VESSEL, Queen Of Golden Dogs
Ha fatto discutere parecchio l’ultimo di Vessel, inserito in molte delle amate/odiate liste di fine anno per la sua originalità e la sua capacità di portare nuova linfa a un ambito, quello della deconstructed club music, sempre a rischio avvizzimento. Il terzo lp di Sebastian Gainsborough da Bristol rappresenta – lo dicono le stesse note che lo accompagnano – una cesura radicale rispetto a quanto da lui fatto in precedenza: Queen Of Golden Dogs suona profondamente diverso dal suo predecessore, brutale e magnifico, come pure dall’esordio, entrambi sempre su etichetta Tri Angle e molto peculiari, pur se frutto di una manipolazione di linguaggi abbastanza consueti e riconoscibili. Stavolta, invece, Vessel mescola le tinte del paesaggio fino a renderne incerta l’appartenenza: più di qualcuno ha voluto creare un trait d’union fra lui, Daniel Lopatin (Oneohtrix Point Never) e James Ferraro, due che, bene o male, hanno dettato l’agenda musicale del decennio in corso, accomunati nei loro ultimi dischi da una vena surrealista e al contempo neofolklorica, oltre che dall’uso di certi strumenti, in primis il clavicembalo midi. Si è parlato di colonne sonore per un Medioevo Digitale, con la volontà di legare le invenzioni di Lopatin, Ferraro e quindi Gainsborough alla crisi in atto della razionalità e del pensiero illuminista: qualora, come si dovrebbe fare in questa sede, volessimo partire da ciò che stiamo ascoltando, più giusto semmai sarebbe parlare di Neobarocco, visto che il clavicembalo comincia a diffondersi nel Cinquecento per affermarsi definitivamente nel secolo successivo. Comunque sia, la questione appare un po’ più intricata.
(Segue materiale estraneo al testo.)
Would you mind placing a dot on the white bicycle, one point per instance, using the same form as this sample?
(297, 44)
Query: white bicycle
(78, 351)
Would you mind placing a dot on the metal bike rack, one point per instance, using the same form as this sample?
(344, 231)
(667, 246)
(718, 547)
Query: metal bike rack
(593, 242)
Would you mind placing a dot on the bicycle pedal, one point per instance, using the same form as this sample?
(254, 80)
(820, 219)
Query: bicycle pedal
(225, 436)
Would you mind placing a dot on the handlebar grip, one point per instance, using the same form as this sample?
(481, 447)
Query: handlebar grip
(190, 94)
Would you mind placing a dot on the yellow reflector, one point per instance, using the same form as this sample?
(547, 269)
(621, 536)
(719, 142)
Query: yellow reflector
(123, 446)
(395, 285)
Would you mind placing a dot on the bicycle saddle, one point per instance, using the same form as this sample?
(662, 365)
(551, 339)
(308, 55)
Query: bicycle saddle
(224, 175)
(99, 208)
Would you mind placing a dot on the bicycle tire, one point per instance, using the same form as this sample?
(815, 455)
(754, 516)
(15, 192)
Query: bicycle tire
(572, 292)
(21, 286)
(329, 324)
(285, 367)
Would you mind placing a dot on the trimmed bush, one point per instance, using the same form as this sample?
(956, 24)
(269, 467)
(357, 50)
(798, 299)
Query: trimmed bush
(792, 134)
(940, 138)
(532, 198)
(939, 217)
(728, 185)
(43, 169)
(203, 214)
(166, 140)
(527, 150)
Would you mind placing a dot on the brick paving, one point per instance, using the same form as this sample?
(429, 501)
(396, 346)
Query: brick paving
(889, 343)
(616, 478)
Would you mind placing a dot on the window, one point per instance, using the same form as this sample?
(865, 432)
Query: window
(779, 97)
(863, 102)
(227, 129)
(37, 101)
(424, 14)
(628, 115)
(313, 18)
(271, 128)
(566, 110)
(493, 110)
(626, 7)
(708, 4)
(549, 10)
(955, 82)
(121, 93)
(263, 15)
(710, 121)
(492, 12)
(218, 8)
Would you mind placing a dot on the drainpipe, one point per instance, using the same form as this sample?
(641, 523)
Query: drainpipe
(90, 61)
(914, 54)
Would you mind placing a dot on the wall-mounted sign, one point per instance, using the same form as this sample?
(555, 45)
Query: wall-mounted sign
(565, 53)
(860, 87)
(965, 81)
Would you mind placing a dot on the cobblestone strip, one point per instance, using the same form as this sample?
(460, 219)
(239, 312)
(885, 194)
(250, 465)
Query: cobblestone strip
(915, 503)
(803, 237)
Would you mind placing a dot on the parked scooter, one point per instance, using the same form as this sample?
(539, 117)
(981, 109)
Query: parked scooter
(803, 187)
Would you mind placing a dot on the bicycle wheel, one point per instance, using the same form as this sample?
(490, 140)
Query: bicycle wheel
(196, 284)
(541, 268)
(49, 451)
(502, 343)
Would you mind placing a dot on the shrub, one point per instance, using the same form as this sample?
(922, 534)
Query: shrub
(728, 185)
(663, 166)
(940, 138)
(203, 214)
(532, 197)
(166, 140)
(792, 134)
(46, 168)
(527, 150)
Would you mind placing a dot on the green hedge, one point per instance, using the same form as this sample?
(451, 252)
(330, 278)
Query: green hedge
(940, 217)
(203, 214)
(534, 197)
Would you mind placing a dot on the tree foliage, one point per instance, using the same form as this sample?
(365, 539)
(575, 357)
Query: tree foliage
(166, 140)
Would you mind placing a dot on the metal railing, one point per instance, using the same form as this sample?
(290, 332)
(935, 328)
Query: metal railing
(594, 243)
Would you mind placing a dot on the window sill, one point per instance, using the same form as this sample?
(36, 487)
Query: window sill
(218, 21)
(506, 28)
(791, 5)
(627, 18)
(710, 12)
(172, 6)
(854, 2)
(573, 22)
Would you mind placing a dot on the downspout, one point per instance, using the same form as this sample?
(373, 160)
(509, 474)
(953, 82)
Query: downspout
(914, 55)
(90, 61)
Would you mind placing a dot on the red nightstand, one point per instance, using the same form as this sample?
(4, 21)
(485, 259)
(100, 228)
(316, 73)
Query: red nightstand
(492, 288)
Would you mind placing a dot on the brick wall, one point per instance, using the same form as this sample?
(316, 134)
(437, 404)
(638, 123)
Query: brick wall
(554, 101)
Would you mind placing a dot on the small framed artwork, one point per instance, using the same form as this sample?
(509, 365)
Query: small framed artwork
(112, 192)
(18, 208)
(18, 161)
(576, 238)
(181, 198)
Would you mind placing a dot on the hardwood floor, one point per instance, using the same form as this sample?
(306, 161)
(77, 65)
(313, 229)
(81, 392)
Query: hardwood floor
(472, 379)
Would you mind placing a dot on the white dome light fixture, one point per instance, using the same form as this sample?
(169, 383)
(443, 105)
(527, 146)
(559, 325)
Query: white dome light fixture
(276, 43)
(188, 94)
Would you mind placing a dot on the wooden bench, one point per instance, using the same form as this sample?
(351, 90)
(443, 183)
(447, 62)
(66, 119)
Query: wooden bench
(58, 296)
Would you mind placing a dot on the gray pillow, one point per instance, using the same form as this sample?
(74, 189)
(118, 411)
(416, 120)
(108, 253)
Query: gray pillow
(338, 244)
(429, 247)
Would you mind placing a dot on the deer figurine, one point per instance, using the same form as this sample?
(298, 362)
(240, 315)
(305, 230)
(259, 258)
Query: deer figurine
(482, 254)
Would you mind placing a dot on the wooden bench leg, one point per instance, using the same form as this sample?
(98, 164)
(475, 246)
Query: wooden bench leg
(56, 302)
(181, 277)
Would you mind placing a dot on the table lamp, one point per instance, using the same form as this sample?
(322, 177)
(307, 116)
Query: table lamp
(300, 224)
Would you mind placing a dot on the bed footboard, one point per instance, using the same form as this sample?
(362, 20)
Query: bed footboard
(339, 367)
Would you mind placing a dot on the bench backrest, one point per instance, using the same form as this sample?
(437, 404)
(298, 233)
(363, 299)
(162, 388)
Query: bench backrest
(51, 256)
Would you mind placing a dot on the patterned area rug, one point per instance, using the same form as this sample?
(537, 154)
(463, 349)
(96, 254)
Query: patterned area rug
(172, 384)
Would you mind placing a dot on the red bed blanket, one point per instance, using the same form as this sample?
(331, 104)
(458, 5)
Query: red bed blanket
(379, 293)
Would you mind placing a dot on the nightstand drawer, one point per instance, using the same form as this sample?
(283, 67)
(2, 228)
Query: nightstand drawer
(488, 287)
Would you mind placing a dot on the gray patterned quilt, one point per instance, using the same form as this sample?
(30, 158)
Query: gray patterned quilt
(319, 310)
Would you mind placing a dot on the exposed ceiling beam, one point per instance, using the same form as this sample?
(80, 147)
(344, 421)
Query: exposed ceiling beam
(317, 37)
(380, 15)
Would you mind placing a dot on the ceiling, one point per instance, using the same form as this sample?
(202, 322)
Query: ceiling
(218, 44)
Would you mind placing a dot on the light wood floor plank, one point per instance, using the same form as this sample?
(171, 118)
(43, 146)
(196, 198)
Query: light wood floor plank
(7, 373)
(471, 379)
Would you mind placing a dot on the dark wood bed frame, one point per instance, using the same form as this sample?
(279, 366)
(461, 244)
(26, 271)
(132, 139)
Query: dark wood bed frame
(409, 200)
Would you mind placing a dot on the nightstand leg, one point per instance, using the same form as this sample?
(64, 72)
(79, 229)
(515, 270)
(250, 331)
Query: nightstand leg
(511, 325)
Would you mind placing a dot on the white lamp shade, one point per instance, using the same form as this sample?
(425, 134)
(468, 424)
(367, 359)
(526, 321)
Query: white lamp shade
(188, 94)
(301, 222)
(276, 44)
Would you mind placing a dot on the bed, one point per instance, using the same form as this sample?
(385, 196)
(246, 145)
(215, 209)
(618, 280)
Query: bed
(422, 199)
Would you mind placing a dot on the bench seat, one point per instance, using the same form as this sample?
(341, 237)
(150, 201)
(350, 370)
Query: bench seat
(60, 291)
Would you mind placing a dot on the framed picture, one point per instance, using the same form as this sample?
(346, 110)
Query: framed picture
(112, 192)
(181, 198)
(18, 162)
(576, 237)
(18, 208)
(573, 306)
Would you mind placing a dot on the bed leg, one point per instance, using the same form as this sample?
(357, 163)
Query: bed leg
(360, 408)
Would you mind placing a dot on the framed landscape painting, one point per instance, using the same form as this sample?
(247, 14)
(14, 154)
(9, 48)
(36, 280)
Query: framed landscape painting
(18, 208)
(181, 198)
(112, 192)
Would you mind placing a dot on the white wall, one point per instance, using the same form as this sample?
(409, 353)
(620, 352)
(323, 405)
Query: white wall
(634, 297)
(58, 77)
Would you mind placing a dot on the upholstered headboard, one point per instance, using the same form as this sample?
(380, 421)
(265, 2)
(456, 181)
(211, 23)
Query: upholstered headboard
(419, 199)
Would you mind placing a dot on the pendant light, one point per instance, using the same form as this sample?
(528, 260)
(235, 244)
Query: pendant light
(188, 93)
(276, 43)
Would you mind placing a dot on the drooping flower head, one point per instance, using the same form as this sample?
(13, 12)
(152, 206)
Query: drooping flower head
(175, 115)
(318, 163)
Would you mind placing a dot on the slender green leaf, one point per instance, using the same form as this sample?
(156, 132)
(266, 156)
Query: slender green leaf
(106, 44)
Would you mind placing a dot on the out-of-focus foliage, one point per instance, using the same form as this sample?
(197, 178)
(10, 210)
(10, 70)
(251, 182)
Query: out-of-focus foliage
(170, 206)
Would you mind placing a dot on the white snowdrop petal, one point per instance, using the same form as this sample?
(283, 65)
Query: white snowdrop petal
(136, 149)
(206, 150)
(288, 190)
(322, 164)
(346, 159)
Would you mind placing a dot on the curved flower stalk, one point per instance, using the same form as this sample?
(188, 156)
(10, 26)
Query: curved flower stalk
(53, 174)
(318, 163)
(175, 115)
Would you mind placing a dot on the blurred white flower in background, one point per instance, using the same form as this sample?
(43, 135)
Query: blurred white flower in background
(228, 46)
Una buona chiave di lettura di Queen Of Golden Dogs è fornita dalla sua copertina, su cui campeggia un dipinto di Remedios Varo intitolato “Les Feuilles Mortes”: la surrealista spagnola, alla quale Vessel dichiara di essersi ispirato (e alla quale ha dedicato la settima traccia, costruita sulle ardite polifonie vocali della cantante Olivia Chaney), ha dipinto un mondo multidimensionale la cui interpretazione richiede uno sforzo che vada ben oltre il semplice gesto del guardare. Come la pittura della Varo, anche quest’album è fatto di prospettive e di scenari che si compenetrano in modo così irregolare da richiamare quel senso di non-correttezza proprio del concetto di weird come lo ha definito Mark Fisher nel suo saggio del 2016 (“The Weird And The Eerie”, pubblicato in Italia lo scorso anno da Minimum Fax).
L’influenza più evidente dal punto di vista strettamente sonoro viene dettata dalla musica da camera, sulla scorta, pare, dell’attuale relazione di Sebastian con una violinista; fra le ispirazioni letterarie invece troviamo Fernando Pessoa, scrittore nella cui produzione la molteplicità dell’esperienza umana e del reale giocano un ruolo fondamentale, e Maggie Nelson (a lei sono dedicate le convulsioni della terza traccia), autrice de “Gli Argonauti”, memoir/saggio incentrato sulla fluidità sessuale.
Tenere insieme tali e tante componenti così eterogenee richiedeva un miracolo, cosa che in definitiva non è avvenuta. Un progetto concettualmente così ardito è rimasto una macedonia appena onesta – e in molti punti di difficile digestione – a base di clavicembali midi, suggestioni mediorientali, lacerti di club music e attitudine al noise.